Reexamining Paradigms of End-to-End Data Movement
Chin Fang, Timothy Stitt, Michael J. McManus, Toshio Moriya
TL;DR
The paper argues that end-to-end data movement is limited by the entire data path, not just network bandwidth, and advocates a holistic, co-designed approach using burst buffers and the ZX data mover. It reexamines six prevalent paradigms—latency sensitivity, packet loss and TCP congestion controls, private testing lines, bandwidth, CPU power, and cloud virtualization—and provides empirical evidence from latency-emulation testbeds and real 100 Gbps links showing that storage I/O, software efficiency, and architectural co-design often dominate performance.

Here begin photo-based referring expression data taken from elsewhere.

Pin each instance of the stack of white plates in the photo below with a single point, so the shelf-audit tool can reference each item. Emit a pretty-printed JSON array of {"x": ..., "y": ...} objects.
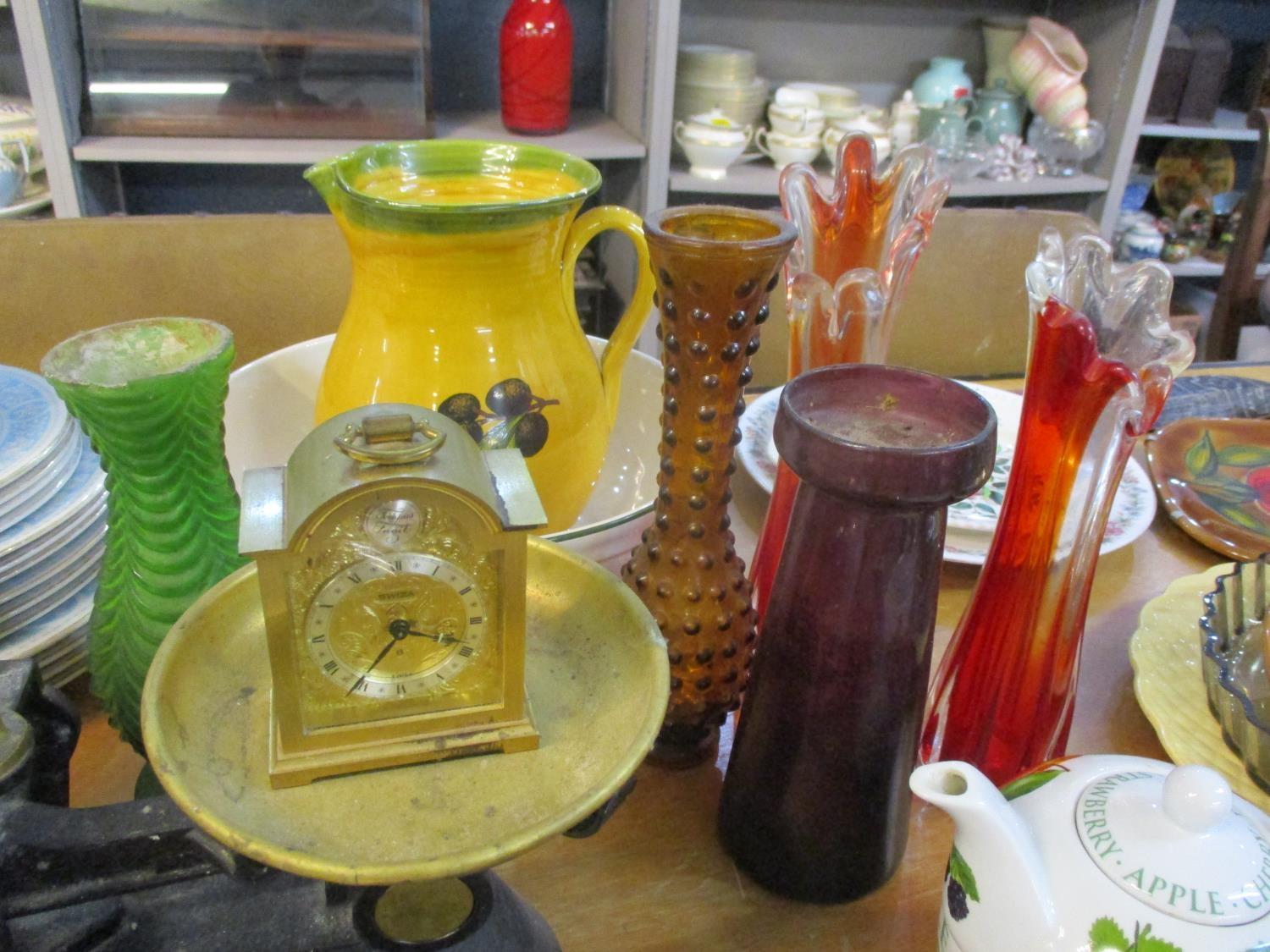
[
  {"x": 719, "y": 78},
  {"x": 52, "y": 528}
]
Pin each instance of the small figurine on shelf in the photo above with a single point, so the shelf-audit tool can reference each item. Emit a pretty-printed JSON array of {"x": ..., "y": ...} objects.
[{"x": 536, "y": 66}]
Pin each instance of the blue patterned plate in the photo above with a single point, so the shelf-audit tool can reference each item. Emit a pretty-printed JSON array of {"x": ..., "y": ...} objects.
[
  {"x": 32, "y": 419},
  {"x": 20, "y": 612},
  {"x": 36, "y": 493},
  {"x": 86, "y": 487},
  {"x": 60, "y": 624}
]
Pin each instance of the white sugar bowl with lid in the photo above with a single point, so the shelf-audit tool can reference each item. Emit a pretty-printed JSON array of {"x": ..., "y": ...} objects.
[
  {"x": 713, "y": 142},
  {"x": 1102, "y": 853}
]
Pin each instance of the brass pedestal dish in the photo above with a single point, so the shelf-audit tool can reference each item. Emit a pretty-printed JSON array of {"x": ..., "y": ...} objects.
[{"x": 596, "y": 675}]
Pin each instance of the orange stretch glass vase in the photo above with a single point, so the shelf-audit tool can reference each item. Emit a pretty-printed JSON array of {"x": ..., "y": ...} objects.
[
  {"x": 845, "y": 281},
  {"x": 715, "y": 268},
  {"x": 1102, "y": 360}
]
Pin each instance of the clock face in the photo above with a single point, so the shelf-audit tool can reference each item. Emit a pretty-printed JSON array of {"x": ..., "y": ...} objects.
[{"x": 395, "y": 626}]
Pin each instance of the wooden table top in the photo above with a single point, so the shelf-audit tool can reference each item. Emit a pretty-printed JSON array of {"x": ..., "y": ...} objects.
[{"x": 655, "y": 878}]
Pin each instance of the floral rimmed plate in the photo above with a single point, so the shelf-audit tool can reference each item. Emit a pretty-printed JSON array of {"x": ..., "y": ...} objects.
[
  {"x": 1132, "y": 515},
  {"x": 1168, "y": 682},
  {"x": 1213, "y": 476},
  {"x": 969, "y": 532}
]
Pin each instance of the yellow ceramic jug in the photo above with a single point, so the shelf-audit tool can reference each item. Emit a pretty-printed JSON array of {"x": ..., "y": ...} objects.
[{"x": 462, "y": 300}]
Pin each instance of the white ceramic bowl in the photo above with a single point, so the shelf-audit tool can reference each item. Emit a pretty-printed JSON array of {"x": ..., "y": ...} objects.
[
  {"x": 784, "y": 150},
  {"x": 271, "y": 409}
]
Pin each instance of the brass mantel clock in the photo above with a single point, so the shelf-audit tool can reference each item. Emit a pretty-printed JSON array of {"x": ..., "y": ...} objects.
[{"x": 391, "y": 555}]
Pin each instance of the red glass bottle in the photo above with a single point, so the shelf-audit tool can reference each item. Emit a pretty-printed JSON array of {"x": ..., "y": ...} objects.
[
  {"x": 536, "y": 66},
  {"x": 1102, "y": 358}
]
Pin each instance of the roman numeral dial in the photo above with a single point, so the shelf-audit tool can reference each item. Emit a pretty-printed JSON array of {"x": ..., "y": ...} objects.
[{"x": 395, "y": 627}]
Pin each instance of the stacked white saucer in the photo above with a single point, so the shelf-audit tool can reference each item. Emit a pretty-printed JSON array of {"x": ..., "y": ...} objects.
[{"x": 52, "y": 528}]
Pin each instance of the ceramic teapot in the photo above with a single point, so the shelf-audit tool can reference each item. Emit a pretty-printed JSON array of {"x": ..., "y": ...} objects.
[
  {"x": 1102, "y": 853},
  {"x": 462, "y": 300}
]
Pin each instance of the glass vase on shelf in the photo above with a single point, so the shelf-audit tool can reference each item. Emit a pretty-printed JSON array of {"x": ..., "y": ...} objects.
[
  {"x": 845, "y": 279},
  {"x": 150, "y": 395},
  {"x": 1102, "y": 360},
  {"x": 715, "y": 268}
]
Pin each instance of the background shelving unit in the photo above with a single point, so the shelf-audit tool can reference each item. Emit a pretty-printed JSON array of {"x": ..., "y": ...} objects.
[
  {"x": 759, "y": 178},
  {"x": 625, "y": 79}
]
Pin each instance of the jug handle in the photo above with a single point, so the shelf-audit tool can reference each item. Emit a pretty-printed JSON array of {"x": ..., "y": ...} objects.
[{"x": 584, "y": 228}]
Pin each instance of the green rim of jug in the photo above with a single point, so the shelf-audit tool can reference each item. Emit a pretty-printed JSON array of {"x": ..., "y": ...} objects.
[{"x": 334, "y": 179}]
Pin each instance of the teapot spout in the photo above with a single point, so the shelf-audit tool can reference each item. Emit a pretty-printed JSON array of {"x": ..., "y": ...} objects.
[
  {"x": 993, "y": 842},
  {"x": 322, "y": 177}
]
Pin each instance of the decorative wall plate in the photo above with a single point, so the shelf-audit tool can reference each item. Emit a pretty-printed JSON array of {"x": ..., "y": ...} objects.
[{"x": 1213, "y": 476}]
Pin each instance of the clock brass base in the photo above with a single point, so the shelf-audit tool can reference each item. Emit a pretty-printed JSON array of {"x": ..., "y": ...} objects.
[
  {"x": 296, "y": 768},
  {"x": 594, "y": 668}
]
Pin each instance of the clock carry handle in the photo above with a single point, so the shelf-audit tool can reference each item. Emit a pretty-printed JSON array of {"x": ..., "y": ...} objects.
[{"x": 390, "y": 428}]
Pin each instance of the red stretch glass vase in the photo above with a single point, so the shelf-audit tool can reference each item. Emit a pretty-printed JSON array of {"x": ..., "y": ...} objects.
[
  {"x": 845, "y": 281},
  {"x": 1102, "y": 362},
  {"x": 536, "y": 66}
]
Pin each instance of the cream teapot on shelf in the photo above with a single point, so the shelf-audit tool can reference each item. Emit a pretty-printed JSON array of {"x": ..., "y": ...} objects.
[{"x": 1102, "y": 855}]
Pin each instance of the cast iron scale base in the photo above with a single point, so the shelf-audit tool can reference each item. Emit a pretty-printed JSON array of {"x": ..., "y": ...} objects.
[
  {"x": 145, "y": 876},
  {"x": 141, "y": 876}
]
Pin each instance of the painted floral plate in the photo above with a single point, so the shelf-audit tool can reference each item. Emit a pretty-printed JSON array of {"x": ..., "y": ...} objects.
[
  {"x": 1168, "y": 682},
  {"x": 970, "y": 527},
  {"x": 1213, "y": 476}
]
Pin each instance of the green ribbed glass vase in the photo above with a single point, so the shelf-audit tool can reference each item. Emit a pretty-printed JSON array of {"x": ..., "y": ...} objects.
[{"x": 150, "y": 395}]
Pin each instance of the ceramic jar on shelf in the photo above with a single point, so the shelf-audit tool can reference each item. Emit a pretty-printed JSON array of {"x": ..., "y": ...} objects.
[
  {"x": 942, "y": 80},
  {"x": 1000, "y": 35},
  {"x": 1000, "y": 111}
]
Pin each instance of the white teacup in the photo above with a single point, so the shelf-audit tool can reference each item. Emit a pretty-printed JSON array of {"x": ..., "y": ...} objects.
[
  {"x": 795, "y": 119},
  {"x": 861, "y": 118},
  {"x": 830, "y": 96},
  {"x": 784, "y": 149},
  {"x": 710, "y": 149}
]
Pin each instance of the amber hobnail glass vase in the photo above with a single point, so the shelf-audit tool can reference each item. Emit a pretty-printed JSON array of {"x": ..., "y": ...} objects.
[{"x": 715, "y": 268}]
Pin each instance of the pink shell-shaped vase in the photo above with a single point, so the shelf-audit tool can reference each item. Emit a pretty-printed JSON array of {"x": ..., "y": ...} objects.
[{"x": 1048, "y": 63}]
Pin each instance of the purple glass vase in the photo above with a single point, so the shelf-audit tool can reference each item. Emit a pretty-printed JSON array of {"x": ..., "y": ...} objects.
[{"x": 815, "y": 800}]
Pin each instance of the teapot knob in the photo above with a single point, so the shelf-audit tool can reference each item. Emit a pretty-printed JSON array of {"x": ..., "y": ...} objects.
[{"x": 1196, "y": 797}]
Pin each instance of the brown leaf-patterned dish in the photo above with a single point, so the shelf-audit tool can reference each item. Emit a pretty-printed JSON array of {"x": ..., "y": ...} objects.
[{"x": 1213, "y": 476}]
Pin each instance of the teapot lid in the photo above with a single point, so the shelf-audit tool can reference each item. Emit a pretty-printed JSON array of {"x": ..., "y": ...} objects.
[{"x": 1179, "y": 842}]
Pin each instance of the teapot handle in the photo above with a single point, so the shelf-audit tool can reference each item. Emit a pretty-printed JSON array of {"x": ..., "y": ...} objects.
[{"x": 584, "y": 228}]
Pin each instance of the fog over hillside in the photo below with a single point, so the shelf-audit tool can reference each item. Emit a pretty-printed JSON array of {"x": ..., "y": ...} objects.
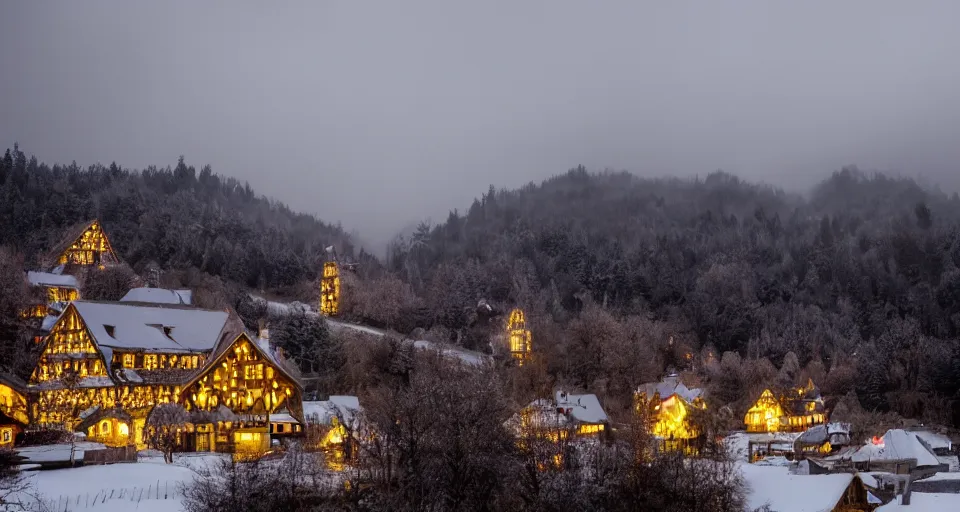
[{"x": 378, "y": 115}]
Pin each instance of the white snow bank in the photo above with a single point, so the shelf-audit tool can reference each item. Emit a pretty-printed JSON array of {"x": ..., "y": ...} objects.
[
  {"x": 924, "y": 502},
  {"x": 934, "y": 440},
  {"x": 57, "y": 452}
]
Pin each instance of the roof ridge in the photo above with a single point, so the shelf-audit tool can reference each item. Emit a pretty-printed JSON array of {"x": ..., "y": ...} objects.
[{"x": 157, "y": 305}]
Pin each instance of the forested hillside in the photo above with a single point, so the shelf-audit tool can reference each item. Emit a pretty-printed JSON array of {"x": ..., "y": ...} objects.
[
  {"x": 857, "y": 285},
  {"x": 741, "y": 285},
  {"x": 176, "y": 217}
]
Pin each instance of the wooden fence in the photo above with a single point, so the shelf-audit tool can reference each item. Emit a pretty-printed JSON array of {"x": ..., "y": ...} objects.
[
  {"x": 110, "y": 455},
  {"x": 162, "y": 490}
]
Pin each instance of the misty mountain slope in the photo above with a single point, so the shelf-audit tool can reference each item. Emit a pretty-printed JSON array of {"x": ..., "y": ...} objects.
[
  {"x": 177, "y": 217},
  {"x": 738, "y": 266}
]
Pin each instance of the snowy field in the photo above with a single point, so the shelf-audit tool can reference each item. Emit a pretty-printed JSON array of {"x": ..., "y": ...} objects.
[
  {"x": 114, "y": 487},
  {"x": 149, "y": 485}
]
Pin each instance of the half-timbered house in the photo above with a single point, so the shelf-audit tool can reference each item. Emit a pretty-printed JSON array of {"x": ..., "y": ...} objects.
[{"x": 105, "y": 365}]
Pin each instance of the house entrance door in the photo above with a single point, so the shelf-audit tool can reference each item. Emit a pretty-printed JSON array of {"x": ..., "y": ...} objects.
[{"x": 203, "y": 441}]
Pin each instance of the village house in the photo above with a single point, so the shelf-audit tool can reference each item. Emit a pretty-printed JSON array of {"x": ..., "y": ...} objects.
[
  {"x": 520, "y": 338},
  {"x": 55, "y": 285},
  {"x": 83, "y": 245},
  {"x": 159, "y": 296},
  {"x": 821, "y": 440},
  {"x": 13, "y": 409},
  {"x": 670, "y": 407},
  {"x": 330, "y": 289},
  {"x": 554, "y": 428},
  {"x": 581, "y": 415},
  {"x": 105, "y": 365},
  {"x": 791, "y": 410},
  {"x": 331, "y": 426},
  {"x": 782, "y": 491}
]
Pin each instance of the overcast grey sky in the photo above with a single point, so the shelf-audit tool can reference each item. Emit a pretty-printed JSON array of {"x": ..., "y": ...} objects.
[{"x": 379, "y": 113}]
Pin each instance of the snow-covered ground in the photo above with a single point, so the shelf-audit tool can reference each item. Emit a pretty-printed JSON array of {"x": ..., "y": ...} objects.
[
  {"x": 57, "y": 452},
  {"x": 110, "y": 488},
  {"x": 281, "y": 308}
]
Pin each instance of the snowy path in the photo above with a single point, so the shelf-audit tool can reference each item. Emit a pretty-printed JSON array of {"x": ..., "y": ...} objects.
[{"x": 467, "y": 356}]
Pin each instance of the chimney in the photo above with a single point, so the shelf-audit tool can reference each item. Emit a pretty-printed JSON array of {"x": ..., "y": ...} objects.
[{"x": 905, "y": 499}]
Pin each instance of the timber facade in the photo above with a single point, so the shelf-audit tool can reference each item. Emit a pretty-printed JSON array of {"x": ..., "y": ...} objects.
[{"x": 105, "y": 365}]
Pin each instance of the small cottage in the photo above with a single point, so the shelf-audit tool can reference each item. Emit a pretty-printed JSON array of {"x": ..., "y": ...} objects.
[
  {"x": 790, "y": 410},
  {"x": 776, "y": 487},
  {"x": 670, "y": 407}
]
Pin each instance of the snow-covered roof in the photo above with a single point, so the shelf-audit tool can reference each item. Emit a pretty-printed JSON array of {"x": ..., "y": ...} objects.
[
  {"x": 819, "y": 434},
  {"x": 282, "y": 418},
  {"x": 786, "y": 492},
  {"x": 897, "y": 444},
  {"x": 49, "y": 279},
  {"x": 48, "y": 322},
  {"x": 924, "y": 502},
  {"x": 153, "y": 328},
  {"x": 158, "y": 296},
  {"x": 934, "y": 440},
  {"x": 583, "y": 408},
  {"x": 322, "y": 412},
  {"x": 670, "y": 385}
]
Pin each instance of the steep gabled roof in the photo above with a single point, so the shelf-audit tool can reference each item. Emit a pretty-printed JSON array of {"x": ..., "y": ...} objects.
[
  {"x": 583, "y": 408},
  {"x": 158, "y": 296},
  {"x": 786, "y": 492},
  {"x": 323, "y": 412},
  {"x": 48, "y": 279},
  {"x": 13, "y": 382},
  {"x": 670, "y": 385},
  {"x": 70, "y": 236},
  {"x": 224, "y": 348},
  {"x": 152, "y": 327}
]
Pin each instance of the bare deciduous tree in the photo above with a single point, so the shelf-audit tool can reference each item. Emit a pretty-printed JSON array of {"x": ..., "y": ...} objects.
[{"x": 164, "y": 428}]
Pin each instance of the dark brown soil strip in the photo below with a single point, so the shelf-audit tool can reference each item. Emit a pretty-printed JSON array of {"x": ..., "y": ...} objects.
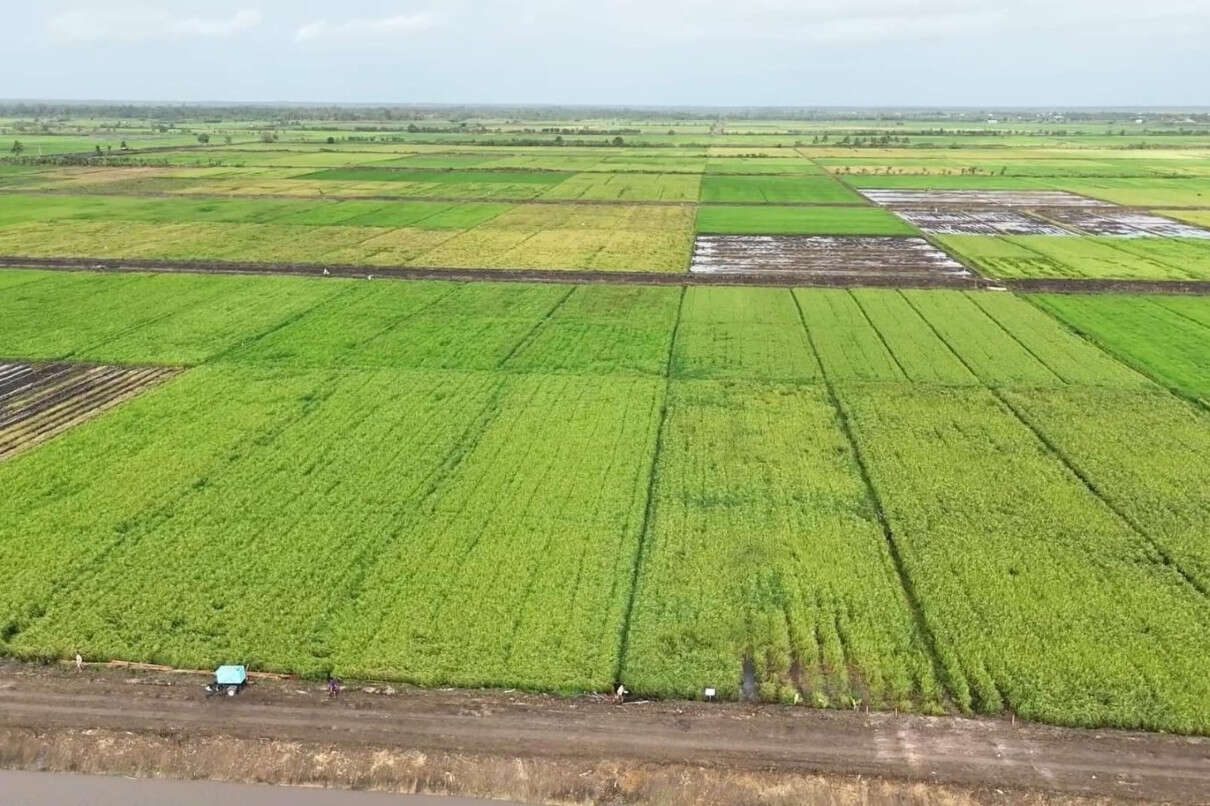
[
  {"x": 839, "y": 278},
  {"x": 40, "y": 401},
  {"x": 85, "y": 190}
]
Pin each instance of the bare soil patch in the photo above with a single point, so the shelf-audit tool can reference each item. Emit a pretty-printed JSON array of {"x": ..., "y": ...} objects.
[
  {"x": 40, "y": 401},
  {"x": 966, "y": 199},
  {"x": 987, "y": 222},
  {"x": 1123, "y": 223},
  {"x": 552, "y": 749},
  {"x": 889, "y": 257}
]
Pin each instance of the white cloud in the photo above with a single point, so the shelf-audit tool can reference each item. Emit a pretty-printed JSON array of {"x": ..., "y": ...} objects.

A key contribution is the demonstration that integrated data-movement appliances, including DPUs-enabled paths, can achieve near-line-rate transfers even in resource-constrained environments, while cloud paths introduce measurable penalties that can be mitigated by co-designed data paths. The work also presents a reproducible methodology and publicly available testbeds, supporting broader adoption of high-performance data movement across edge, core, and cloud platforms.
Abstract
The pursuit of high-performance data transfer often focuses on raw network bandwidth, and international links of 100 Gbps or higher are frequently considered the primary enabler. While necessary, this network-centric view is incomplete, equating provisioned link speeds with practical, sustainable data movement capabilities across the entire edge-to-core spectrum. This paper investigates six common paradigms, from the often-cited constraints of network latency and TCP congestion control algorithms to host-side factors such as CPU performance and virtualization that critically impact data movement workflows. We validated our findings using a latency-emulation-capable testbed for high-speed WAN performance prediction and through extensive production measurements from resource-constrained edge environments to a 100 Gbps operational link connecting Switzerland and California, U.S. These results show that the principal bottlenecks often reside outside the network core, and that a holistic hardware-software co-design ensures consistent performance, whether moving data at 1 Gbps or 100 Gbps and faster. This approach effectively closes the fidelity gap between benchmark results and diverse and complex production environments.